Und wenn wir uns ärgern über solch eine „Kunst“ (und damit im Grunde genommen ja über uns selbst), so sind wir bereits in die Slominski-Falle getappt!
„Vogelreusen“ (aus der Serie „Fallen“), 1998, Weidengeflecht, Vogelfutter, je 85 x 139 cm, © Andreas Slominski
Ach ja, der Künstler ist ja als „Fallensteller“ berühmt. Hier sehen wir zum Beispiel eine Vogelfalle: Vogel sieht Vogelfutter, fliegt gierig durchs kleine Loch hinein, frisst sich dumm und dusselig, findet nicht mehr heraus. Aber mal im Ernst: Kennt man das nicht irgendwie? Vielleicht bereits aus der die Welt und alle Politik beherrschenden Finanzwirtschaft: hohe Renditen kassieren wollen, sich in obskure Transaktionen einlassen, mitgegangen – mitgefangen – mitgehangen, das Geld ist weg, im Besitz der anderen, der cleverer bis krimineller Spekulierenden, man selbst also in der Falle?
Honi soit, qui mal y pense, pflegen wir da immer mal wieder zu sagen.

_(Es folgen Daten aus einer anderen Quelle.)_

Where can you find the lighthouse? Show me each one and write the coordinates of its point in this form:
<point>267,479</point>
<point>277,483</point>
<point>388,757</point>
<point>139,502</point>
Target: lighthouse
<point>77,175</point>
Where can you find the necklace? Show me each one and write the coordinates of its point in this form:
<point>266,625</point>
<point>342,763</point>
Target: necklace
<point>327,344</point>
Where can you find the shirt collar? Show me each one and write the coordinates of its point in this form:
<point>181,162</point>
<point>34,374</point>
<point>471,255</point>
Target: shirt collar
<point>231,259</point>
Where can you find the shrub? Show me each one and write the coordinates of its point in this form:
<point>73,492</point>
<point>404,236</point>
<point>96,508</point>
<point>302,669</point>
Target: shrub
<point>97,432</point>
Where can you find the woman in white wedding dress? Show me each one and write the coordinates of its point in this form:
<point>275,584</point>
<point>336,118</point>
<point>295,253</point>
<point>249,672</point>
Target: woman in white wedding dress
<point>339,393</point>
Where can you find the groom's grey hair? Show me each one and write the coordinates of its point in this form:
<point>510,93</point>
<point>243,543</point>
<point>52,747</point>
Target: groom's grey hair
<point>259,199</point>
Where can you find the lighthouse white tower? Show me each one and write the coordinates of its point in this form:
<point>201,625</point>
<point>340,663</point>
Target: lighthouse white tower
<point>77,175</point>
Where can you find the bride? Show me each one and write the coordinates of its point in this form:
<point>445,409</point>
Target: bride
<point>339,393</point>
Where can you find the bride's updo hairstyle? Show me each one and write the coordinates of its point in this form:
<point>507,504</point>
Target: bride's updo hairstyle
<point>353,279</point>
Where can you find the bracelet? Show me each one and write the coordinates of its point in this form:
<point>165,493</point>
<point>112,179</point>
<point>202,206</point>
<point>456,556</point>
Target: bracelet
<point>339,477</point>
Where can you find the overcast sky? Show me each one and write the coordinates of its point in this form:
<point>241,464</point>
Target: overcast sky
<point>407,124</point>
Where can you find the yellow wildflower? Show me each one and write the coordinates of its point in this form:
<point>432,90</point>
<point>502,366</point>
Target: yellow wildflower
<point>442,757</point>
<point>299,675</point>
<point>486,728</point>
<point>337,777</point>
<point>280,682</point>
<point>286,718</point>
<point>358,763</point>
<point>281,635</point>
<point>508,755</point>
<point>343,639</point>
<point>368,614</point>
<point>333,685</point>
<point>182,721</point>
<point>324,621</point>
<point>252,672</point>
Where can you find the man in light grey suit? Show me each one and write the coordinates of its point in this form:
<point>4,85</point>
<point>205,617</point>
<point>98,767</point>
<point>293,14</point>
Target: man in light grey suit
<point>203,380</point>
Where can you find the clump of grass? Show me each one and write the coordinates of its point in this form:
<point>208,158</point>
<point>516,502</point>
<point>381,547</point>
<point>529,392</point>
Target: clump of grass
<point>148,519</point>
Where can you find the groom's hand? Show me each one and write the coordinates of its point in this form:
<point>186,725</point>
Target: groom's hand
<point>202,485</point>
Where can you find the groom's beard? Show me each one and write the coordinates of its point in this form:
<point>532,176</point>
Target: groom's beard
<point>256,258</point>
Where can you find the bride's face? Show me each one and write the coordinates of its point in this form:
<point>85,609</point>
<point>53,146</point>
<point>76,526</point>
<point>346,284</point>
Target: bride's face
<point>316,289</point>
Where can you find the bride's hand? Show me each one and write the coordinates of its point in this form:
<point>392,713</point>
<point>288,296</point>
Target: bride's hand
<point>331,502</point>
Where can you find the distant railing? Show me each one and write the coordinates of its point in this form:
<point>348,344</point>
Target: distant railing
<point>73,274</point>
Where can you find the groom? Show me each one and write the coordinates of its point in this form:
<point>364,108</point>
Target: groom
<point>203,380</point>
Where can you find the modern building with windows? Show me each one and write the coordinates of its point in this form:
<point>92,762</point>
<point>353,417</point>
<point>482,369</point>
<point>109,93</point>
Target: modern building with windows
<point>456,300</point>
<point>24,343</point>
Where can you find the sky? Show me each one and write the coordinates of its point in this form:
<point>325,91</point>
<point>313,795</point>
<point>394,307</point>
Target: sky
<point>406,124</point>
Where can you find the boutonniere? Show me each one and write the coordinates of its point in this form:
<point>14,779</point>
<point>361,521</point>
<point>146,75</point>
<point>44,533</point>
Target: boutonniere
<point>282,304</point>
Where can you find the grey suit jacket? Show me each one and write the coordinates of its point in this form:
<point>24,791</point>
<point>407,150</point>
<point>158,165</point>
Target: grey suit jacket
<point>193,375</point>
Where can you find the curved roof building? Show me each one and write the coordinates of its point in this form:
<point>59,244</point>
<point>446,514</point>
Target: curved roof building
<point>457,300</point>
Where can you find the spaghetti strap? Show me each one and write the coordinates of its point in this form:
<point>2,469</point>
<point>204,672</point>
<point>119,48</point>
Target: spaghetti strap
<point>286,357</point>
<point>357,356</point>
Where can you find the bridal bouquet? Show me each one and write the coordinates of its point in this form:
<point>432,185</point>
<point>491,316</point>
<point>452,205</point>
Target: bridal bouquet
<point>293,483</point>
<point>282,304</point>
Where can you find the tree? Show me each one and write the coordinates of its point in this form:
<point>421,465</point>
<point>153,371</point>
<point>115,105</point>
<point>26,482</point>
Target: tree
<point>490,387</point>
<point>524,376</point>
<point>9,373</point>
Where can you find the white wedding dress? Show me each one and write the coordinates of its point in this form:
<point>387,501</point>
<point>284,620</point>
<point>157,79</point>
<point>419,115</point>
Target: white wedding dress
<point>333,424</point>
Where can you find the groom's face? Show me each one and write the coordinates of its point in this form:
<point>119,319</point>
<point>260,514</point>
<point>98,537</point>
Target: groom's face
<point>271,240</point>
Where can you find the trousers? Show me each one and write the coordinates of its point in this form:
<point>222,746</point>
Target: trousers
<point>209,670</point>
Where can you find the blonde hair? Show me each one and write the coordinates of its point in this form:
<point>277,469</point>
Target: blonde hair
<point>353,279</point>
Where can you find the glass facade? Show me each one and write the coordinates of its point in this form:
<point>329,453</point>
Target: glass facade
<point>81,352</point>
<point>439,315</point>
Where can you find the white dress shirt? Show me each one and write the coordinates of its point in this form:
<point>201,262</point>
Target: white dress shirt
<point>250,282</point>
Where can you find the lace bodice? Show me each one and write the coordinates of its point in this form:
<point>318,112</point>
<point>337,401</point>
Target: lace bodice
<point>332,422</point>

Das MMK widmete Andreas Slominski 2006/2007 eine grosse Ausstellung (und stellte im Sommer vergangenen Jahres in der Reihe „Double“ seine Arbeit „Fallen-Hochsprunganlage – Berg Sportgeräte“ aus). Es besitzt, wenn wir richtig gelesen haben, über 40 Werke dieses so überaus bedeutenden zeitgenössischen Künstlers, insbesondere eine Reihe von Arbeiten aus der Serie „Fallen“, darunter je eine Fuchs-, Hamster-, Iltis- und Schildkrötenfalle sowie zwei Elritzenfallen. Uff, mal rasch googeln, Elritze … hätten wir es Ihnen nicht gleich sagen können, ein Fisch natürlich, Süsswasserfisch. Schon wieder in die Slominski-Falle getappt? Oder sind wir, wenn wir vor den beiden Vogelreusen stehen, nicht doch ein wenig nachdenklicher und kritischer geworden im Umgang mit unseren eigenen Sehgewohnheiten?

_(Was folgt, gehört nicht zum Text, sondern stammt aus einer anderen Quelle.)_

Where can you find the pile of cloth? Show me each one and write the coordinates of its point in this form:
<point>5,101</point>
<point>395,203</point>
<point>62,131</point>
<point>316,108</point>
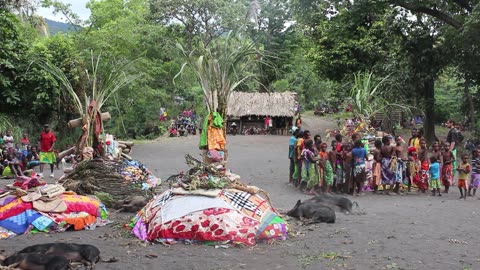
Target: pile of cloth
<point>28,181</point>
<point>49,208</point>
<point>208,205</point>
<point>138,174</point>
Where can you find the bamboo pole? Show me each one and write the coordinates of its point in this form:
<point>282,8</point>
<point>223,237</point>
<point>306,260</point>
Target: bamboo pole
<point>78,122</point>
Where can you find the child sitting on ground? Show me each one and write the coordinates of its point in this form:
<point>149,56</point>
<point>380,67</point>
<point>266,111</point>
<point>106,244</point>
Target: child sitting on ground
<point>434,175</point>
<point>309,174</point>
<point>475,176</point>
<point>463,172</point>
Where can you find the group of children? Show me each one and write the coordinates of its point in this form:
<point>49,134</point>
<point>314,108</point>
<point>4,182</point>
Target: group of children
<point>356,166</point>
<point>17,157</point>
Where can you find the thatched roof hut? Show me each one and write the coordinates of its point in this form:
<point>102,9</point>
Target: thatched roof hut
<point>261,104</point>
<point>253,109</point>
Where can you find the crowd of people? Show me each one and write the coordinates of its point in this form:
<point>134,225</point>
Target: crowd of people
<point>17,156</point>
<point>390,165</point>
<point>184,124</point>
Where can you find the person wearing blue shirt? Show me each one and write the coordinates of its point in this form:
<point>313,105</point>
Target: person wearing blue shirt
<point>291,154</point>
<point>359,155</point>
<point>434,176</point>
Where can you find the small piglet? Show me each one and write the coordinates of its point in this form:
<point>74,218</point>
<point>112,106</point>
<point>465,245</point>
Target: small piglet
<point>314,211</point>
<point>31,261</point>
<point>334,201</point>
<point>87,254</point>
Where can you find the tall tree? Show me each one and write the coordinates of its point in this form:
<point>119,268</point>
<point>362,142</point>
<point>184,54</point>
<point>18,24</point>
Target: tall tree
<point>201,19</point>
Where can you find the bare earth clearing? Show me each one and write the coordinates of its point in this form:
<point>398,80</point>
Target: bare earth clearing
<point>391,232</point>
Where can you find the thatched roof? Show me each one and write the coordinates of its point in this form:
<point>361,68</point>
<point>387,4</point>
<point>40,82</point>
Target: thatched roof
<point>271,104</point>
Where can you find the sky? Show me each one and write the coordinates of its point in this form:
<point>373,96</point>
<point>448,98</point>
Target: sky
<point>77,6</point>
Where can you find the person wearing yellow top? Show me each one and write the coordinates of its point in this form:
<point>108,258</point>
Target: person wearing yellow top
<point>414,141</point>
<point>463,174</point>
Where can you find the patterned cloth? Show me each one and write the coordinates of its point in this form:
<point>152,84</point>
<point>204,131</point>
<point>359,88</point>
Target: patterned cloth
<point>424,174</point>
<point>215,138</point>
<point>447,174</point>
<point>48,157</point>
<point>328,174</point>
<point>387,174</point>
<point>475,180</point>
<point>20,223</point>
<point>246,218</point>
<point>434,184</point>
<point>400,171</point>
<point>377,173</point>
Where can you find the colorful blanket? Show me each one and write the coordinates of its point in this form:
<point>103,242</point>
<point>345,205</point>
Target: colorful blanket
<point>234,216</point>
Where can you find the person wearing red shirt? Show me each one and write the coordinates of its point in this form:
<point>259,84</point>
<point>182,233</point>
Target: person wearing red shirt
<point>47,156</point>
<point>25,141</point>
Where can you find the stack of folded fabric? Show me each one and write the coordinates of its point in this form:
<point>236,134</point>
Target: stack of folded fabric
<point>48,209</point>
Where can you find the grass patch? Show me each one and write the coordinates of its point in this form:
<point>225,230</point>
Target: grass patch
<point>332,257</point>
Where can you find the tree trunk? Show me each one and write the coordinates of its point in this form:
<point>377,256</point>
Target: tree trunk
<point>470,104</point>
<point>429,99</point>
<point>222,110</point>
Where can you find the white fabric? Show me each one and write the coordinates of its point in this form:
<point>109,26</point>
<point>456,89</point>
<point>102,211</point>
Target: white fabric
<point>180,206</point>
<point>8,138</point>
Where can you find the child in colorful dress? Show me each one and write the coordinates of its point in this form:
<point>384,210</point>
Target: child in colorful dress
<point>412,167</point>
<point>309,172</point>
<point>422,183</point>
<point>475,177</point>
<point>447,167</point>
<point>463,173</point>
<point>434,182</point>
<point>325,168</point>
<point>377,165</point>
<point>347,169</point>
<point>297,170</point>
<point>359,155</point>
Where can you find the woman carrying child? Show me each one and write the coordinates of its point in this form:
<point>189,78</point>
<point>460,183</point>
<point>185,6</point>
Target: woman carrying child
<point>309,172</point>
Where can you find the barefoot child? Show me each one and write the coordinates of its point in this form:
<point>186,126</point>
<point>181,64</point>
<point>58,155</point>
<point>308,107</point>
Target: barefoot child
<point>463,172</point>
<point>297,171</point>
<point>387,174</point>
<point>434,182</point>
<point>412,167</point>
<point>447,167</point>
<point>475,177</point>
<point>359,155</point>
<point>308,170</point>
<point>347,168</point>
<point>377,165</point>
<point>422,184</point>
<point>326,167</point>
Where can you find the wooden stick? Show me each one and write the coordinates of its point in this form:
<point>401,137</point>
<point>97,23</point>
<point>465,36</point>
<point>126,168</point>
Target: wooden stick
<point>78,122</point>
<point>127,143</point>
<point>67,152</point>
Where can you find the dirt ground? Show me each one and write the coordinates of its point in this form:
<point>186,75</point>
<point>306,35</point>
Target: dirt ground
<point>415,231</point>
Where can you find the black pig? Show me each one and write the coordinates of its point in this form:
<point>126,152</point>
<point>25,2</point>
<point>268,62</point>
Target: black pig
<point>334,201</point>
<point>316,212</point>
<point>31,261</point>
<point>87,254</point>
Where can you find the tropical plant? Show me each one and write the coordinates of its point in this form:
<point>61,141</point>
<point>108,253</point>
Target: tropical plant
<point>368,96</point>
<point>5,123</point>
<point>99,86</point>
<point>221,67</point>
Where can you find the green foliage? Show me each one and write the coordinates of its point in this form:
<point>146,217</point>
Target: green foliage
<point>314,48</point>
<point>448,99</point>
<point>221,67</point>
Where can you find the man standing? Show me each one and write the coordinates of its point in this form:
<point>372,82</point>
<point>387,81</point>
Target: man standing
<point>8,140</point>
<point>47,156</point>
<point>452,139</point>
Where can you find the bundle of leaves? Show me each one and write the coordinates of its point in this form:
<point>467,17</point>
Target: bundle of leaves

„Man kommt in einer Welt an, in der alles auf dem Kopf steht, in der alle Erwartungen ins Gegenteil verkehrt werden, in der Komödie schnell zur Tragödie wird und umgekehrt, wo an jeder Ecke Fallen lauern, jederzeit bereit, den Betrachter zu übertölpeln, zu peinigen oder auch zu erfreuen“ schreibt die bekannte Kuratorin Nancy Spector.
Der 1959 in Meppen geborene Künstler studierte zunächst Philosophie und anschliessend Kunst an der Hochschule für bildende Künste Hamburg. Nach einer Professur in Karlsruhe lehrt er an der besagten Hamburger Hochschule. Slominski lebt und arbeitet in Hamburg und im brandenburgischen Werder.